После такого счастливого успеха Гончаров пишет брату: «Еду в Симбирск повидаться с маменькой». А добрейший Николай Александрович всем рассказывает: «Брат мой, новый литератор, едет сюда», — и Симбирск проснулся от своей обломовщины. Все начинают читать «Обыкновенную историю»; все спрашивают: «А вы читали? Ах, как хорошо!» А тут еще где-то в газетах нашли первую критику романа, и так расхвален Гончаров! Добрейший Николай Александрович, по рассеянности, три раза меня спрашивал: «А вы читали моего брата? Хотите, я книжку вам дам, — он мне прислал. Ах, читали уж, приятно слышать! Как по-вашему?» Но я не ответил ничего. В то время в душе я ненавидел злодея, старого Адуева. А в городе любопытство росло, только и слышно: «едет», «скоро приедет», «ждут на днях». Помню, как новый учитель словесности Грум-Гржимайло опрометью вбежал к нам в VII класс и торопливо спросил: «Потанин здесь?.. А, вот… я слышал, вы даете уроки в доме Гончарова, пожалуйста, не забудьте тотчас известить меня, когда приедет наш новый литератор. Я знаком с Иваном Александровичем еще по Петербургу», — и убежал. <…>
Наконец сбылось ожидание Симбирска: «приехал!» Кто? Не спрашивай, все знают! <…>
Это было самое счастливое время для Гончарова; он жил здесь, если можно так выразиться, самою живою жизнью, какою только может жить человек на земле. Тут было все: и радость первого литературного успеха, и пленительные воспоминания детства, и сияющее лицо матери, и ласки, восторги, подарки тому же счастливому любимцу, и воркование слепой няни, которая теперь готова молиться на своего Ванюшу, и раболепие старика слуги, который, как мальчишка, бегает, суетится, бросается во все углы, лишь бы угодить Ивану Александровичу. А тут еще такой почет общества, приглашение губернатора быть без чинов, человеком своим, и, наконец, гордость купцов: «Каков наш Гончаров! Вон куда залетают из наших!» Да, окруженный семьей, осыпанный ласками, оживленный всем окружающим, он здесь вполне чувствовал, что он именно то солнце, которое все собой озаряет и радует всех. Зато надобно было видеть, как Иван Александрович в это время был жив и игрив. Боже мой! Как умилительно прикладывался к руке матери, точно к иконе, и в порыве так страстно обнимет старуху, что та задыхается в объятиях сына, на лету ловит, целует брата, сестер, племянников, племянниц, да что и говорить о кровных родных, — он в настоящее время всем был близкий родной.
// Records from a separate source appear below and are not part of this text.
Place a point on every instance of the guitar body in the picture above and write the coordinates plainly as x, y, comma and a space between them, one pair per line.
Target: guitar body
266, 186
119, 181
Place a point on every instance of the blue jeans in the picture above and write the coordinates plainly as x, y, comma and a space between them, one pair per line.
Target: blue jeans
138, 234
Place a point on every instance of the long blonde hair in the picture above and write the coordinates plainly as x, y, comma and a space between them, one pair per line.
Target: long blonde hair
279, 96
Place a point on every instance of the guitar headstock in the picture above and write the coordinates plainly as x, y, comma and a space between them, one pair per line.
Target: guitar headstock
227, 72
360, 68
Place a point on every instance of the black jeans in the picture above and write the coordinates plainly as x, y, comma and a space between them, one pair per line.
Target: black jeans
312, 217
Придет какой-нибудь мещанин Набоков, семьюродный внук дедушке Ивана Александровича, скажет простодушно: «На тебя пришел поглядеть, Иван Александрович! Какой-такой ты есть на свете?» — и этого он приветит, приласкает, поцелует, усадит в кресло; час толкует с ним об его огороде; спросит: «Есть ли садик? Здесь у всех садики»; узнает, есть ли семья, детки и, если беден, так денег даст. Даже с прислугой он обращался точно с братьями и сестрами; комично кланяется всем и смешит. Обнимет старого слугу Никиту и спросит:
— А помнишь, старина, какой я был маленький? Веселое было тогда время! Помнишь, как важно приходил ты к крестному во флигель звать меня к маменьке? Даже страшно было, когда ты выговаривал: «Иван Александрович, пожалуйте»… — и вдруг в тебя выстрел: «Пошел вон!» Огорчался, я думаю, ты этим, голубчик?
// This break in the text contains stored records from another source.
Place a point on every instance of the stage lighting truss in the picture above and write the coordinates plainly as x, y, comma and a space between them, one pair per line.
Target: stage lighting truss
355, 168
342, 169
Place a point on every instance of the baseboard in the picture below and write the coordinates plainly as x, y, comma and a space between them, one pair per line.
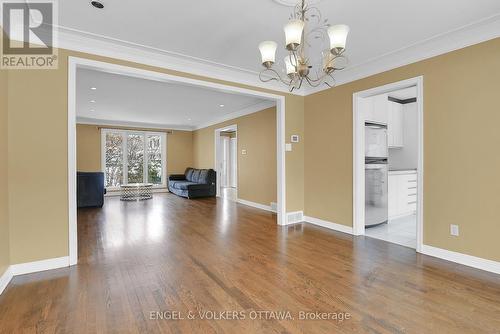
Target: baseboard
464, 259
36, 266
5, 279
294, 217
255, 205
329, 225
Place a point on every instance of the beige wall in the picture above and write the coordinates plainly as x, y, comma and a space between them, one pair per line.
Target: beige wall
461, 138
37, 159
4, 215
257, 180
179, 151
88, 149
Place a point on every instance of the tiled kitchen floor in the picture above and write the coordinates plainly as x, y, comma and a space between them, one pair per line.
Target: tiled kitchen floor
401, 231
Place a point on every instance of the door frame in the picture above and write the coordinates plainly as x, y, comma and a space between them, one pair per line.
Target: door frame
78, 62
218, 154
359, 152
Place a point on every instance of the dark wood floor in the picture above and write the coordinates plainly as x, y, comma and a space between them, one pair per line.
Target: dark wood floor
172, 254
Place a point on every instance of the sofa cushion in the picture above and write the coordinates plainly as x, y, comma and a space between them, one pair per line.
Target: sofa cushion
203, 178
182, 185
195, 176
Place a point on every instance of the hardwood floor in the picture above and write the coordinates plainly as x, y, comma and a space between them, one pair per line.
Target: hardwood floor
172, 254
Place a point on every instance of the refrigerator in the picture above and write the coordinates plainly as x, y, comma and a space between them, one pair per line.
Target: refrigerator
376, 173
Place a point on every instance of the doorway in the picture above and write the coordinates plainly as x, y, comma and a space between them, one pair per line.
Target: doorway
226, 155
75, 63
388, 163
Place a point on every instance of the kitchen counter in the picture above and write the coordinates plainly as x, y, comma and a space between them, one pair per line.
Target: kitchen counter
402, 171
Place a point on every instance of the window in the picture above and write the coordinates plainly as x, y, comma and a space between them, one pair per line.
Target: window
133, 157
— Да что! — Никита махнул рукой. — Все маменька ваша изволили тогда беспокоиться понапрасну. «Поди, веди его!» А зачем вести? По-моему, Бог создал дитю для того, чтоб он играл и забавлялся, а они запрещают, — ну, разве это возможно? Хоша бы колокольня тогда. Ну, что?.. По-моему: пусть барчоночек полюбуется нашим городком — оттуда все видно. А они свое: «Расшибется!» Я тогда не вытерпел, сказал: «Эх, матушка барыня, Бог-то не в одной церкви живет, он и на колокольне нашего барчоночка спасет!» Так куда… Осерчала даже на мои разумные слова, изволили закричать: «Пошел вон, не рассуждай!» Вот и только.
Иван Александрович не вытерпел, засмеялся.
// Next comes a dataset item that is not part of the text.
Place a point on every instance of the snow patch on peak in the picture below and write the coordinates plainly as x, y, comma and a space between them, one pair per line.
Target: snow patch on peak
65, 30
— А ты хорошо, Никитушка, рассказываешь; поедем со мной в Питер!..
— Ох, Питер, Питер! Нету, батюшка барин! Я, старик, здесь привык, в Питере, чай, больно скучно будет мне?..
— Что ты, голубчик! В Питере скучно? Да там сроду никто не скучал, все весело живут: Петербург на веселом месте стоит!
— А коли так, я, пожалуй, и в Питер поеду. Для вашей милости, батюшка барин, я теперича не токмо что в Питер — в ад готов сходить!